Protecting the Most Vulnerable: Remittances and Worker Abuse

With $325.5 billion sent around the world by over 200 million migrants, it is easy to see why most discussions of remittances focus on the numbers. Often doubling or tripling official development assistance, remittance flows are an invaluable source of financing for many developing nations.

But in the enthusiasm over these quantitative measurements, one key measure is lost: an understanding of the migrants who work for each dollar those numbers represent. Far away from their homes, these workers often labor in poor conditions with little oversight or regulation. Moreover, as several articles published last month argue, poor economic conditions at home render migrant workers particularly vulnerable to predatory or even fraudulent practices.

A blog article last month by The Economist discusses the issue of migrant rights in the context of Indonesian immigrants who work as domestic servants in Saudi Arabia. Detailing the constant threat of abuse that workers may face, the article describes how the lack of workers’ rights have resulted in several prominent scandals, leading to tense relations between the two governments. In one instance, the Saudi Arabian government executed an Indonesian domestic servant without notifying the Indonesian embassy. The worker was accused of stabbing her employer to death after he allegedly abused her. Other workers have complained of long hours, unpaid work, and physical or psychological abuse.

In response to this and other similar incidents of worker rights violations, the Indonesian government has instituted a moratorium on sending domestic workers to Saudi Arabia, set to begin August 1st.

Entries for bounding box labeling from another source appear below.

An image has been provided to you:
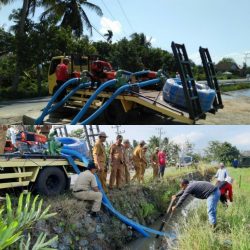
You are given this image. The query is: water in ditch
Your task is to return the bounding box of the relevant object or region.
[124,198,201,250]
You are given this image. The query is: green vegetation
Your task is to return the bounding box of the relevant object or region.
[178,168,250,250]
[220,83,250,92]
[0,193,57,250]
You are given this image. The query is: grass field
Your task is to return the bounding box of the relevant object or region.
[178,168,250,250]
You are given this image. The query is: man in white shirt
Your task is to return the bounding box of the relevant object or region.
[215,162,229,184]
[73,162,102,217]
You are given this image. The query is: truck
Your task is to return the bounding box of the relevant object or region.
[0,153,84,196]
[45,42,223,124]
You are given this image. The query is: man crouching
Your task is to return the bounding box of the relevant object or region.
[73,162,102,217]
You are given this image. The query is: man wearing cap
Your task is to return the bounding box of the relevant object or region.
[73,162,102,217]
[109,135,125,189]
[54,57,69,100]
[123,140,132,184]
[218,176,233,206]
[215,162,228,184]
[93,132,107,192]
[141,145,148,182]
[172,179,220,227]
[158,149,167,178]
[150,147,160,179]
[132,141,146,183]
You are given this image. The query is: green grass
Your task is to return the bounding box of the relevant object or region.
[178,168,250,250]
[220,83,250,92]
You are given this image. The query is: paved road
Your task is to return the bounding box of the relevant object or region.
[0,97,50,124]
[0,89,250,125]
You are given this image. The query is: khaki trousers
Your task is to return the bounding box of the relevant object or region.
[109,162,124,188]
[124,165,130,184]
[132,161,142,183]
[73,190,102,212]
[97,169,107,192]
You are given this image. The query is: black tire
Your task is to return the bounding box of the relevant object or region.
[35,167,67,196]
[104,100,127,124]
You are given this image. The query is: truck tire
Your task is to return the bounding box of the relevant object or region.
[104,100,127,125]
[35,167,67,196]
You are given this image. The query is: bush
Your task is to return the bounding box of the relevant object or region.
[0,193,57,250]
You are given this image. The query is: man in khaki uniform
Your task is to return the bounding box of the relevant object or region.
[73,162,102,217]
[141,145,148,182]
[93,132,107,192]
[132,141,146,183]
[109,135,125,189]
[0,125,8,154]
[123,140,132,184]
[150,147,160,179]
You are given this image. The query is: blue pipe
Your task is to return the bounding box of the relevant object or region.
[35,78,90,125]
[47,82,91,115]
[81,78,160,125]
[61,146,175,238]
[70,79,117,125]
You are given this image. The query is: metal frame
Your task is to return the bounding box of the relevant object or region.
[199,47,224,110]
[171,42,206,120]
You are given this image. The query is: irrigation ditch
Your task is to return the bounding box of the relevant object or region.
[13,168,215,250]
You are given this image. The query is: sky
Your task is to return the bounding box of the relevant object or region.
[67,125,250,153]
[0,0,250,65]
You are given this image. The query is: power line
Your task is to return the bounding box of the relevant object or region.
[117,0,135,32]
[111,125,125,135]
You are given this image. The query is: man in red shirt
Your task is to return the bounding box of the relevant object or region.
[218,176,233,205]
[158,149,167,178]
[54,57,69,101]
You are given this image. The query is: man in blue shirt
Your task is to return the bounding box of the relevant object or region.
[172,179,220,227]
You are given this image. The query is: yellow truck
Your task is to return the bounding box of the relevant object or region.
[46,42,223,124]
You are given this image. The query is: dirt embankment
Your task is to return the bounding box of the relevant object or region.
[20,167,217,250]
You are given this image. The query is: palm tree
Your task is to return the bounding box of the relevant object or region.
[0,0,38,90]
[41,0,103,37]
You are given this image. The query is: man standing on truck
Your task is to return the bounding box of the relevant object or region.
[73,162,102,217]
[53,57,69,101]
[109,135,125,189]
[132,140,146,183]
[93,132,108,192]
[123,139,132,184]
[150,147,160,179]
[172,179,220,227]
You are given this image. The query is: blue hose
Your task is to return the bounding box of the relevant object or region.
[81,78,160,125]
[35,78,90,125]
[61,143,176,238]
[71,79,117,125]
[48,83,91,114]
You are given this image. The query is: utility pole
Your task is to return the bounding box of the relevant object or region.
[244,52,250,66]
[111,125,125,135]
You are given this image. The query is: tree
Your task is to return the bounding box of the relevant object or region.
[41,0,103,37]
[205,141,240,163]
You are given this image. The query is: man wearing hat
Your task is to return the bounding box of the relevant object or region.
[73,162,102,217]
[141,144,148,182]
[150,147,160,179]
[109,135,125,189]
[172,179,220,227]
[123,140,132,184]
[132,140,146,183]
[93,132,107,192]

The policy is blunt, failing to discriminate between households that abuse workers and those which do not. Consequently, it is unclear whether the moratorium will do more good than harm. According to the World Bank, Indonesia received 7.14 billion in remittances during 2010, and the Economist reports that 44% of these remittances come from Saudi Arabia. Losing that income could be ruinous for some families.

But even in other nations, the stakes are high as well. After the Indonesian government announced its moratorium in June, the Saudi government announced in July its own moratorium on maids from Indonesia and the Philippines (ostensibly to protect local labor). Remittances play a much larger role in the Philippine economy than inIndonesian. At 21.3 billion annually, the Philippines are the third largest recipient of remittances in the world and the ninth largest source of emigrants. Curbing remittances to the Philippines would have even more devastating economic consequences than in Indonesia.

These allegations of worker abuse are not limited only to developing nations. In a tale that strikes closer to home, Sarah Stillman’s recent article in the New Yorker examines worker abuse and human trafficking in the Middle East bases of the U.S. military.

Lured by the promise of well-paying jobs, migrant workers hail from far-flung countries including Fiji, Kenya, and the Philippine to serve as cooks, waiters, and hairdressers at U.S. bases. In total, these workers make up 60% of the total contracted force in the Iraq, but as Silliman explains, they are often hired by subcontractors to subcontractors, operating with little or no Pentagon supervision.

Silliman describes the tale of one Fijian woman who was promised a job as a hairdresser in a luxury hotel in Dubai. The job was a lie. As soon as she arrived in Dubai, she was boarded on another plane—this time, to Iraq. Having paid $500 on “paperwork” to obtain the position, she could hardly go back to Fiji. Instead, she served for nine months under the threat of violence and injury before returning home.

Silliman’s article is full of stories just as horrifying, and indeed, one criticism of the article might be its reliance on anecdotal rather than statistical evidence. But at the same time, statistics are hard to come by, and many workers have no incentive to report their abuses. Some work illegally, with forged papers to pass security clearances. Others have paid thousands of dollars for a job, and are unwilling to risk being fired. Even those who want to complain face significant difficulties, such as a byzantine bureaucracy that stalls and confuses even the most determined. At her most harrowing, Silliman describes how she tried to report the claims of a migrant worker that she had been sexually assaulted:

I dialled (sic) the U.S. Army’s emergency sexual-assault hot line, printed on a pamphlet distributed across the base that read, “Stand Up Against Sexual Assault . . . Make a Difference.” Nobody answered. Despite several calls over several days, the number simply rang and rang.

Since its publication, Silliman’s article has won public praise and even inspired Congressional action. On July 7, Representative Karen Bass (D-CA) proposed an amendment to the Defense Appropriations Bill prohibiting the use of Defense Department funds in human trafficking (note: DoD funds have never been “approved” for human trafficking. Rather, poor enforcement and oversight have allowed violations to occur). “A recent New Yorker article illustrates the urgent need for my amendment,” Congresswoman Bass said on the floor of the house, arguing that “more can and must be done to explicitly prohibit this human rights violation and ensure compliance with the law.”